Thursday, May 28, 2009

Contemporary Noir on the Net: Part 2

Ascent Aspirations Magazine

Ascent Aspirations Magazine is an independent press and quarterly online literary publication. A print anthology is also distributed semi-annually.

I chose AAM as a companion site to last week's review of Underground Voices Magazine, as both publications emphasize short fiction, poetry, and science fiction that cover the themes of social alienation, political angst, and cultural malaise. Implied is a body of work whose dark diction and bleak narrative offers a stark and gritty examination of social interaction and human emotion not found in the sanitized alternatives now available across the net. In light of the content presented and the audience sought, to what extent have they succeeded in creating an online presence immediately recognizable for its subaltern yet metastasized originality of voice and layout? The results, unfortunately, are mixed.

Unlike UVM, the layout of Ascent Aspirations Magazine is well organized and easy to navigate. The home page conveniently offers an index column listing current and past issues in addition to a set of recommended links that borders the center graphic of AAM's logo. Clicking on the "current issue" hyperlink leads to another intuitively arranged page where AAM displays author names by genre category. To the far right hovers a featured work of visual art, which, for this quarter, is the abstract expressionism of Patricia Carroll, who conveys her pieces with a surprising freshness despite the over saturation of the genre itself.

Although the layout is straightforward, it is quintessentially bland and not at all suggestive of literary audacity; AAM's alternating font colors of light blue, red, and yellow are neither striking nor provocative. Though it is understandable that such an underground outfit may not have the necessary resources to craft a visually sophisticated website, limited financial means has never precluded creativity. Take for example the avant-garde literary and visual movement of Vorticism that took place in London just prior to WWI. Hardly known and struggling within the suffocating vestiges of Victorian hypocrisy, founder Wyndham Lewis still managed to distinguish his underfunded publication of BLAST with its iconoclastic and erratic font size that continues to attract admirers even today. The most typographic creativity AAM displays is an italicized font for headers and the occasional water colored "Ascent" logo that hovers awkwardly in hues of smudged purple and orange. For a magazine that claims to publish the works of subversive authors its layout is in serious need of overhaul.

The content put forth by AAM is fairly typical of most online literary publications, a varied blend of literary and visual amateurs, veterans, and talents in progress. I, for one, welcome such a mixture because few other mediums allow for writers and artists of such contrasting styles and degrees of skill to share and compare their works. One such gem among AAM's short story submissions is Lee Gimenez's "Enzyme." Gimenez imparts narrative through the format of several email exchanges that takes place between two scientists, Samantha Ryker and Leonard Smith:

From: Samantha Ryker
Date: October 11, 2012
To: Leonard Smith
Subject: Enzyme

Leonard,

I have some great news! While working (as always) on the enzyme project, I came up with a new formula. I think this will give us what all of us have been working on for the last five years. Yes, you heard me right. We'll now be able to make ethanol from wood chips. I know it sounds incredible, after all of the dead ends. I can't wait to get in the lab and start working with this.

Regards,

Samantha

This is just one of a series of emails to follow, through which Samantha's scientific break through is subsequently challenged by Leonard. What unfolds is a psychological exploration of scientific single mindedness whose consequences can portend and lead to great disaster. Gimenez's short story executes this format flawlessly. His handling of telling a story through email correspondence is the embodiment of experimental online literary content at its finest.
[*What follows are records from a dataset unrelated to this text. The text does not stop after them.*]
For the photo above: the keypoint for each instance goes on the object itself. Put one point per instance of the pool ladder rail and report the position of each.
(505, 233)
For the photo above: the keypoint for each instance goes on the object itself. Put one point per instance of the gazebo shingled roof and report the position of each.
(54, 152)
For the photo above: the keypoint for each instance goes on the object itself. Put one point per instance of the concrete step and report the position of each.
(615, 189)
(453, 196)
Of course, there are in AAM plenty of Charles Bukowski imitators and overly maudlin and tired relationship pieces to go around. Asides from Patricia Carroll, I was none too pleased by the crop of visual artists available for the current quarter.
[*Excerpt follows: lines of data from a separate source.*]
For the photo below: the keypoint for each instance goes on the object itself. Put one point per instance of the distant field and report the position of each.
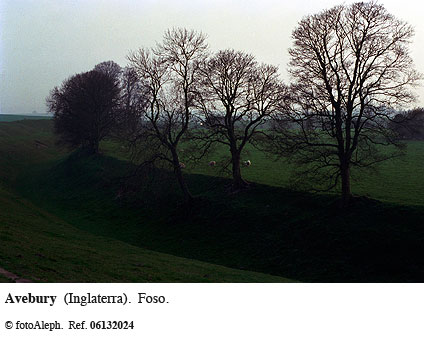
(16, 117)
(40, 246)
(399, 180)
(61, 220)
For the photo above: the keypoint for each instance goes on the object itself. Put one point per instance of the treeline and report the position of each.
(350, 67)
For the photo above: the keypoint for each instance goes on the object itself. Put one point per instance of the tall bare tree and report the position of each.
(85, 109)
(236, 97)
(169, 75)
(350, 67)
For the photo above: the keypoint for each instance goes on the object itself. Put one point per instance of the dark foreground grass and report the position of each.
(39, 246)
(265, 229)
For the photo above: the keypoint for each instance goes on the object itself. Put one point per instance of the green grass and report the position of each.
(41, 246)
(398, 180)
(267, 229)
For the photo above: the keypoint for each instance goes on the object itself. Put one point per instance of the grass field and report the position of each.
(66, 223)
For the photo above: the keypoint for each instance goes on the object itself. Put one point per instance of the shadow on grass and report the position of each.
(266, 229)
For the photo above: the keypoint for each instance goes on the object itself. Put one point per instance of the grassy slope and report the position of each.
(266, 229)
(40, 246)
(396, 181)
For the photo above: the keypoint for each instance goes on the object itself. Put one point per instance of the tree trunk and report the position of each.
(180, 178)
(238, 181)
(346, 194)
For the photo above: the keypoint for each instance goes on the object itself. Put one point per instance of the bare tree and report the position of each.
(111, 69)
(350, 67)
(236, 97)
(409, 125)
(85, 109)
(169, 75)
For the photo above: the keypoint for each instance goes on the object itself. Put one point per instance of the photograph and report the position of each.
(227, 141)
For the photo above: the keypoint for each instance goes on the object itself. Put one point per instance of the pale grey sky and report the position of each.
(43, 42)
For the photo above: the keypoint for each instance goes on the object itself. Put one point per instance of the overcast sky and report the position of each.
(43, 42)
In conclusion, I enjoyed UVM and AAM's selection of entries. It is clearly evident that much effort is given to ensuring the highest quality of submissions. Nevertheless, the primary weakness of both magazines is their less than stellar internet layouts and the near absence of thematic organization. In addition to random entries, why not collaborate with writers around a particular style or theme? Perhaps, and again through collaboration, why not seek to articulate a new philosophy not only in content but also in terms of layout?